Security

CybersecuritySoftware running on devices ranging from smartcards, over IoT devices, to smartphones, and cloud servers handle and store huge amounts of sensitive and valuable data. They are hence constantly under attack. To meet the security requirements of the data and other software assets, such as integrity and confidentiality, software protection techniques need to be deployed. CSL’s research in this domain focuses on the development of new, stronger protections and on design-time and run-time tools to automate the deployment of protections such that they become cheaper and more reliable. The attack scenarios for which protections are developed include fault injection attacks on smartcards, reverse-engineering and software tampering attacks on mobile applications, exploits of software vulnerabilities, and timing side channel attacks.

 

Software Protection and Computer Security research topics

 

Advanced Obfuscation Techniques

Standard obfuscation techniques suffer from major weaknesses. Many of them are susceptible to relatively simple static attacks because their use is not stealthy and to dynamic attacks because they have no semantic relevance in the programs. Other obfuscation techniques fail to hide critical information such as type hierarchies in object oriented program. 

In our research, we develop more advanced obfuscations to overcome these weaknesses. We develop techniques to remove type information from Java programs by flattening the type hierarchy in those programs, and we develop more advanced control flow transformations based on reuse of existing code fragments, such that when we insert obfuscating control flow transfers, those cannot be detected easily with pattern matching, generic (trace-based) deobfuscation techniques, or abstract interpretation.  

Anti-tampering and anti-debugging software protection

Some software contains assets that come with integrity or confidentiality requirements, such as cryptographic keys, license checks, intellectual property in the form of algorithms, etc. In order to prevent man-at-the-end attackers from reverse engineering code or from tampering with it, a wide range of software protection techniques can be deployed. We perform research into techniques that prevent attackers from attaching debuggers to running software to study its behavior or to intervene in it. We also develop techniques to make sure the code looks and behaves differently every time a program is executed, thus making it harder for attackers to rely on techniques such as pointer chaining that are frequently used in tampering attacks.

Multi-variant Execution Engines and Software Diversity

Multi-variant execution engines (MVEEs) transparently execute multiple diversified versions of an application instead of just one instance. The engines monitor the behavior of the variants and replicate their inputs. Because of the diversification, the variants (which are programmed in unsafe languages such as C or C++) will behave consistent with each other under normal operating conditions, but their behavior will diverge when they are under attack, at which point the engine intervenes to stop the attack. Our research focuses on making MVEEs introduce less overhead, on making them applicable to a wider range of applications (such as the many applications that are not deterministic), and on making them catch more forms of attacks.
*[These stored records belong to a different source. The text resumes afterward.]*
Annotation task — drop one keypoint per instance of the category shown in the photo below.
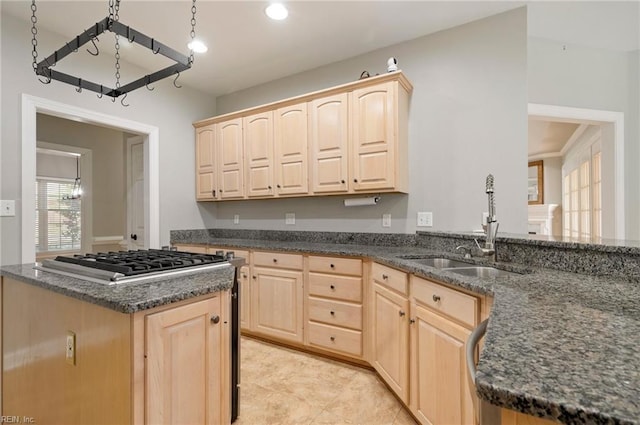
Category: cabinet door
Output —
(277, 303)
(245, 297)
(184, 365)
(391, 339)
(229, 159)
(440, 393)
(206, 189)
(291, 150)
(374, 137)
(258, 145)
(328, 142)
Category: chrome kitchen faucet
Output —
(491, 231)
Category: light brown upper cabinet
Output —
(346, 139)
(229, 159)
(379, 145)
(329, 143)
(206, 182)
(258, 146)
(291, 151)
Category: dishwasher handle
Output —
(472, 342)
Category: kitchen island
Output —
(560, 345)
(78, 352)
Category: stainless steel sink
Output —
(479, 271)
(439, 263)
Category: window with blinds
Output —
(58, 221)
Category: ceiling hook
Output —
(47, 81)
(176, 79)
(93, 40)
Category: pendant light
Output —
(76, 192)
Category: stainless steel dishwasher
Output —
(486, 413)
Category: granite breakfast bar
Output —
(138, 349)
(560, 345)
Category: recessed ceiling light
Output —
(197, 46)
(277, 11)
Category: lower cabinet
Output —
(184, 375)
(390, 334)
(440, 392)
(276, 304)
(442, 319)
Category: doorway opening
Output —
(31, 106)
(594, 146)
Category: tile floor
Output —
(283, 386)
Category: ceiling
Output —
(246, 48)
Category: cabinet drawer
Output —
(349, 266)
(336, 313)
(277, 259)
(336, 339)
(337, 287)
(455, 304)
(391, 278)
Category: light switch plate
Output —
(7, 208)
(425, 219)
(290, 218)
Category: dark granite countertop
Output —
(559, 345)
(127, 297)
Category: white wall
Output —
(570, 75)
(468, 113)
(169, 109)
(552, 168)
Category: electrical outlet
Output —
(7, 208)
(70, 348)
(425, 219)
(290, 218)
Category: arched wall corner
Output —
(596, 117)
(31, 106)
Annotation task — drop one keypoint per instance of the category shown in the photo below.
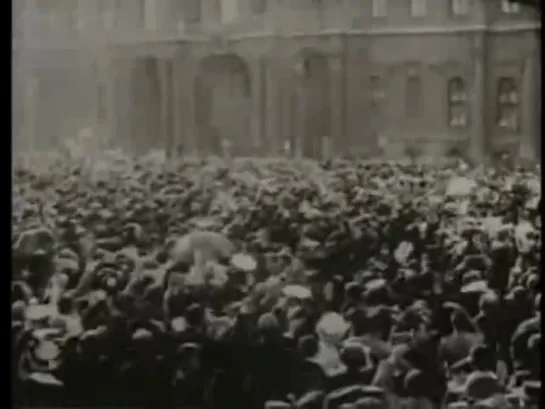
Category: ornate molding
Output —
(514, 65)
(336, 64)
(449, 68)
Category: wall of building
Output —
(301, 73)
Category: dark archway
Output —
(222, 95)
(315, 103)
(145, 105)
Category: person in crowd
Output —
(276, 284)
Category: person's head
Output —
(461, 321)
(194, 315)
(65, 304)
(483, 358)
(308, 346)
(488, 303)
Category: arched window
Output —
(457, 103)
(508, 104)
(459, 7)
(258, 6)
(413, 96)
(192, 10)
(418, 8)
(510, 7)
(379, 8)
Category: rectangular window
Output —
(413, 96)
(460, 7)
(509, 7)
(379, 8)
(508, 104)
(258, 6)
(229, 11)
(376, 88)
(192, 10)
(418, 8)
(150, 14)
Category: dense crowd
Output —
(275, 284)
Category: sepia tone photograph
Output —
(276, 204)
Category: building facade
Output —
(312, 77)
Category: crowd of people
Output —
(275, 283)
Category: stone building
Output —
(315, 77)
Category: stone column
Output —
(301, 102)
(164, 105)
(337, 72)
(271, 112)
(257, 89)
(479, 111)
(530, 109)
(31, 95)
(185, 126)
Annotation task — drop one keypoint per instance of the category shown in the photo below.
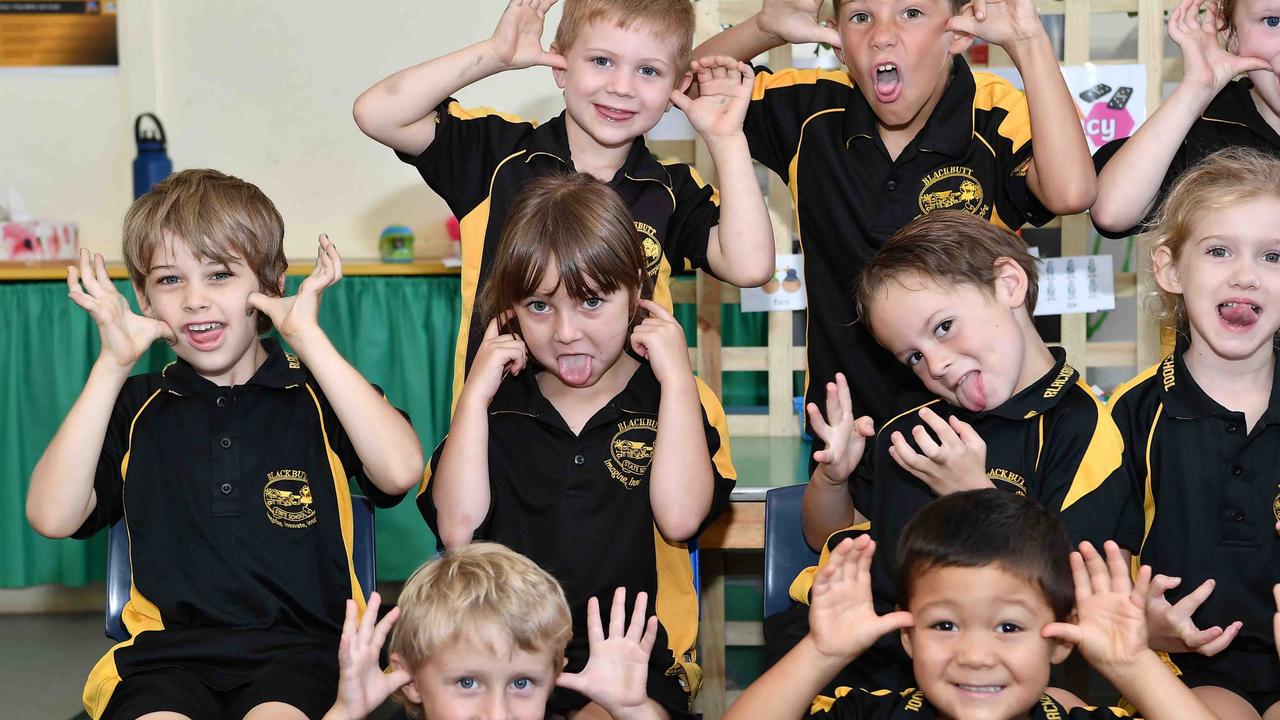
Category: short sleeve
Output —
(469, 145)
(1082, 475)
(351, 463)
(109, 478)
(723, 474)
(691, 220)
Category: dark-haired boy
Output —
(951, 297)
(905, 128)
(987, 609)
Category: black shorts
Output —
(307, 682)
(663, 689)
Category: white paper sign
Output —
(785, 290)
(1080, 283)
(1110, 100)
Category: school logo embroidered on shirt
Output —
(652, 247)
(631, 450)
(288, 499)
(952, 188)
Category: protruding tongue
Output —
(887, 86)
(575, 369)
(972, 392)
(1239, 314)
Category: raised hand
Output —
(617, 666)
(955, 461)
(124, 335)
(1205, 63)
(1170, 627)
(497, 356)
(1111, 623)
(844, 434)
(361, 683)
(297, 314)
(517, 41)
(842, 620)
(1006, 23)
(725, 92)
(661, 340)
(795, 22)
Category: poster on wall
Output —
(1110, 100)
(59, 33)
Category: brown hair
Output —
(467, 593)
(1220, 181)
(988, 527)
(218, 217)
(571, 224)
(661, 18)
(946, 246)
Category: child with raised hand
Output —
(987, 609)
(1207, 112)
(621, 64)
(483, 636)
(1202, 438)
(581, 437)
(234, 460)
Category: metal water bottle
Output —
(152, 164)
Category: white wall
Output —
(257, 89)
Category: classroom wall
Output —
(260, 90)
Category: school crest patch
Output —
(631, 451)
(287, 496)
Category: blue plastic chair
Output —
(119, 573)
(785, 548)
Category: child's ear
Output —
(408, 688)
(1010, 281)
(557, 72)
(1166, 270)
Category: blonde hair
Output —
(946, 246)
(661, 18)
(471, 591)
(1223, 180)
(218, 217)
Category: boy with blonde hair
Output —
(480, 633)
(621, 64)
(231, 468)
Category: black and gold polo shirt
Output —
(1230, 121)
(579, 506)
(910, 703)
(1054, 442)
(1211, 499)
(818, 133)
(238, 510)
(480, 159)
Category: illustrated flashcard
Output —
(1075, 285)
(785, 290)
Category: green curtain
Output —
(398, 331)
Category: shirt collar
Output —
(551, 139)
(949, 127)
(279, 370)
(1043, 395)
(1234, 104)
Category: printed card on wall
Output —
(1075, 285)
(785, 290)
(1110, 100)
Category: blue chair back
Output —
(119, 574)
(785, 548)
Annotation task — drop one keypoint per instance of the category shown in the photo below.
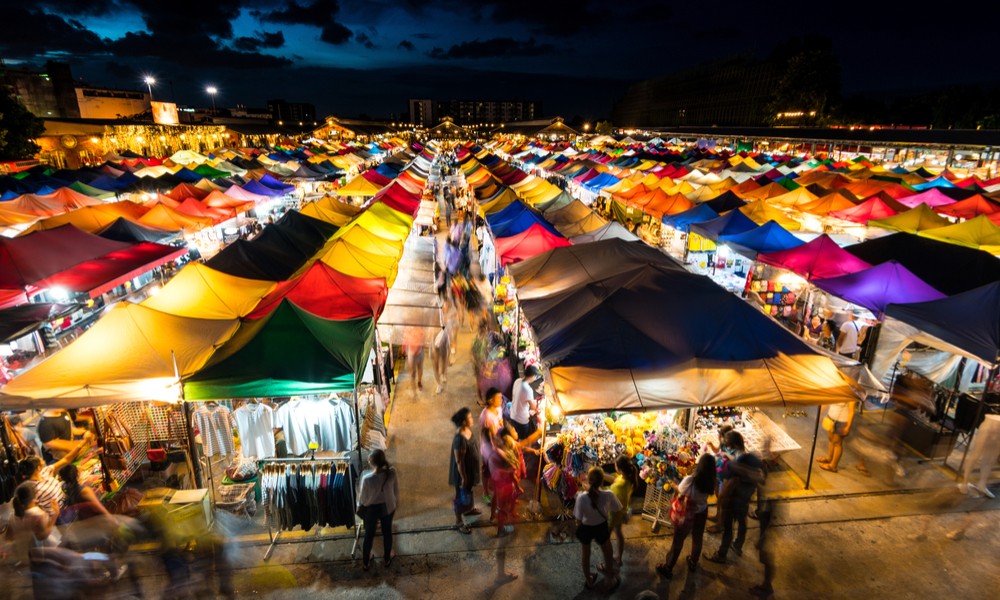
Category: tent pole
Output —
(812, 453)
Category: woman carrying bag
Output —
(377, 505)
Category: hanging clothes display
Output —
(325, 422)
(317, 494)
(255, 422)
(215, 423)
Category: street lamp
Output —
(212, 90)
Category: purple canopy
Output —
(877, 287)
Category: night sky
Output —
(576, 56)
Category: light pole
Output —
(212, 91)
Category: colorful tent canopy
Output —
(732, 223)
(287, 352)
(200, 292)
(912, 221)
(969, 321)
(129, 355)
(624, 348)
(534, 240)
(932, 261)
(769, 237)
(327, 293)
(818, 259)
(877, 287)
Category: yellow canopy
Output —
(359, 186)
(200, 292)
(128, 355)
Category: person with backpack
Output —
(747, 473)
(689, 512)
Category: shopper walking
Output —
(837, 423)
(464, 469)
(735, 497)
(691, 514)
(592, 510)
(622, 487)
(379, 491)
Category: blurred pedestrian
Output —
(692, 500)
(464, 470)
(592, 510)
(747, 472)
(379, 491)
We also study diversity as a protection mechanism against reverse-engineering and as a protection against collusion attacks, in which attackers compare two generations of some application to learn which vulnerabilities have been fixed in the later generation, thus enabling them to set op attacks on systems that still run the older generation.

Secure Computer Architectures

Software Protection against Physical Attacks (ongoing)

Even if algorithms are implemented securely in the sense that they implement correct and secure semantics, they can be attacked because they are executed on physical devices in a physical environment. Sensitive data can leak through physical side channels, such as elapsed time, and the integrity of the software can be broken by injecting faults in the processors or memories that store code and data.

We perform research into compiler-based mitigations against such attacks. Using compiler techniques, we transform the software such that it leaks less information, or no information at all, via certain side channels. Furthermore, by introducing redundancy, we ensure that the code is no longer susceptible to the most practical fault injection attacks. Both forms of protections raise the bar significantly for attackers. With our research, we focus on developing automated tool support for proven protections, thus lowering the burden for using these protections.

Software Protection Evaluation

Deploying software protections against man-at-the-end attacks is a complex task, because it is difficult to select the best combinations of protections to deploy on specific use cases. Protections suffer from composability issues, they introduce overheads and impact the software development life cycle in various ways, they need to be combined into layered defenses, software often contains multiple assets with different security requirements, and protection against a wide range of hard to understand attack vectors is necessary.

We perform research into evaluation methodologies for evaluating and modelling the strength of protections as mitigations of attacks on assets. Amongst others, this includes experiments with penetration testers to learn how they conduct attacks, research into software metrics to measure relevant features of unprotected and protected software, and research into the effectiveness of attacker tools.